CS 106 Winter 2016

Assignment 08: Text processing


Question 1 Rhyming dictionary

The wonderful CMUdict dataset contains over a hundred thousand words and names. Each word is accompanied by its pronunciation, in the form of a sequence of "phonemes" (individual sounds) written out in a symbolic form, for example:

MUSTARD  M AH1 S T ER0 D

You don't need to understand all the individual phonemes. All you need to know is that every vowel sound includes a digit that tells you the stress level of the syllable containing that vowel: 0 for unstressed, 1 for primary stress, and 2 for secondary stress. We say "MUS-tard", not "mus-TARD".

Every word has a "rhyming pattern", a sequence of phonemes that will be shared by all words that rhyme. A word's pattern starts at its final stressed vowel and runs to the end of the word. For MUSTARD, that pattern will be AH1 S T ER0 D. Note that CUSTARD, with the pronunciation K AH1 S T ER0 D, will therefore rhyme with MUSTARD.

MUSTARD  M AH1 S T ER0 D
CUSTARD  K AH1 S T ER0 D

For compactness, we can string all the phonemes in the rhyming pattern together into a single "signature". It doesn't really matter how we do this; because it's simpler to program, I suggest running the phonemes together backwards into a single string with no spaces. Thus, AH1 S T ER0 D is stored as the string "DER0TSAH1". Two words rhyme precisely when they have the same signature.

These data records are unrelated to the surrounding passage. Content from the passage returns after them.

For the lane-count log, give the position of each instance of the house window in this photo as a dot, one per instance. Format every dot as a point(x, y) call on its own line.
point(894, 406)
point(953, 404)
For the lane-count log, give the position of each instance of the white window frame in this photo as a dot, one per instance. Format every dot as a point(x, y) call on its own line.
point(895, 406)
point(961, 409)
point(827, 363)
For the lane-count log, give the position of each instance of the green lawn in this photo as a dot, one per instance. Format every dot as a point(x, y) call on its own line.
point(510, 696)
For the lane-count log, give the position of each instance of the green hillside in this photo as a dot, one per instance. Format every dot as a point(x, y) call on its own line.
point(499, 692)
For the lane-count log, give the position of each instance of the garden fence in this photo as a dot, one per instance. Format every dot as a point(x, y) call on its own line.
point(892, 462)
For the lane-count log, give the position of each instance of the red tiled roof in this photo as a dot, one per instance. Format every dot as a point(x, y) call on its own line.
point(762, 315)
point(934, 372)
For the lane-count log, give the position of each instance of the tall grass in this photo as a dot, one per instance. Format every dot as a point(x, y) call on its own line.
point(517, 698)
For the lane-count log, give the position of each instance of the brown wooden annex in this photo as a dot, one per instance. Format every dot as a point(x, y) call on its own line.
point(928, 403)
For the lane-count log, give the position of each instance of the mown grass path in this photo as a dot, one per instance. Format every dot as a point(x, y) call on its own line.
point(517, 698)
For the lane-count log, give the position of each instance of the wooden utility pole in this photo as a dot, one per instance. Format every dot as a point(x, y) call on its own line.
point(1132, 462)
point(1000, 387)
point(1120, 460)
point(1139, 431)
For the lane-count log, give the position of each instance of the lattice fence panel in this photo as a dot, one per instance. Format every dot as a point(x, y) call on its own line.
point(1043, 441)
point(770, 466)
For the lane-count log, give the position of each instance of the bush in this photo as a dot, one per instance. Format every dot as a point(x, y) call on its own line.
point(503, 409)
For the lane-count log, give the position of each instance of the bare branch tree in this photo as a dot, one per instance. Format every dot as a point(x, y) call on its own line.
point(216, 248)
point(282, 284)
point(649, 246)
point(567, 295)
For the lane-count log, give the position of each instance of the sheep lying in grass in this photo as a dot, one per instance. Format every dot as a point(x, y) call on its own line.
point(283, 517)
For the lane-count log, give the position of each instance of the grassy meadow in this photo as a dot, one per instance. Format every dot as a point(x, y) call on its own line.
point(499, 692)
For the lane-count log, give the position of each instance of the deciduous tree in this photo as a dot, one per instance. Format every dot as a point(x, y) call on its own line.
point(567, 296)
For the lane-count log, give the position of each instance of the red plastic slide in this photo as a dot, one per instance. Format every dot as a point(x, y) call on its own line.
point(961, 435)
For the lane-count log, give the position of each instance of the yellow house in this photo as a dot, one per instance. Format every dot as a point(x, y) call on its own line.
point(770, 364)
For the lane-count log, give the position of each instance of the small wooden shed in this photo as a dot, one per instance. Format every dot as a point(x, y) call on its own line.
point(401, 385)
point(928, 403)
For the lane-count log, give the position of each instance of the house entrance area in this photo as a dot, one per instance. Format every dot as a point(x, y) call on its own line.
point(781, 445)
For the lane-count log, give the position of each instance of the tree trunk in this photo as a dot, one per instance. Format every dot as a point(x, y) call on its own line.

Based on CMUdict, then, we can build a "rhyming dictionary"—a sketch that lets us type in a word, and automatically find all the other words that rhyme with it. We need to build a sequence that associates every word with its rhyming pattern. Given a query word, we look the word up in the list and find the associated pattern. Then we search for all other words that use the same pattern.

If you're comfortable with this preamble, then proceed as follows:

  1. In the starter code, open the sketch RhymingDictionary. Try running it. You can type a word into the text field at the top of the sketch. No matter what you type in, the sketch displays "Word not found", because there's no code there yet to load in the word list and process rhymes. Now read through and understand the code.
  2. Add code to the setup() function to read in the provided file pronunciation.txt. Look for the TODO comment. You'll need to loop over every line in the file. If the line is a comment (i.e., if it starts with ";;;"), ignore it. Otherwise use splitTokens() to turn it into an array. From there you can get the rhyme signature by passing the array to the provided helper function (don't write this function yourself—it's written for you!). Create a new association between the word and its rhyme signature and add that association to the global array in the sketch.
  3. Next, you'll need to find the TODO comment in the function getRhymes() and add code there too. The function is intended to look up all the words that rhyme with the passed-in word, and return them as an array. The words in the array will be added to the user interface for you. This function requires two passes (i.e., two for loops) over the array. First, find the entry for the word you're given, so that you can determine its rhyme signature. Second, find all the words that have that rhyme signature.
  4. You can complete the assignment purely by writing code in the spots labeled TODO, though of course you're welcome to add new global variables and helper functions if they simplify your code.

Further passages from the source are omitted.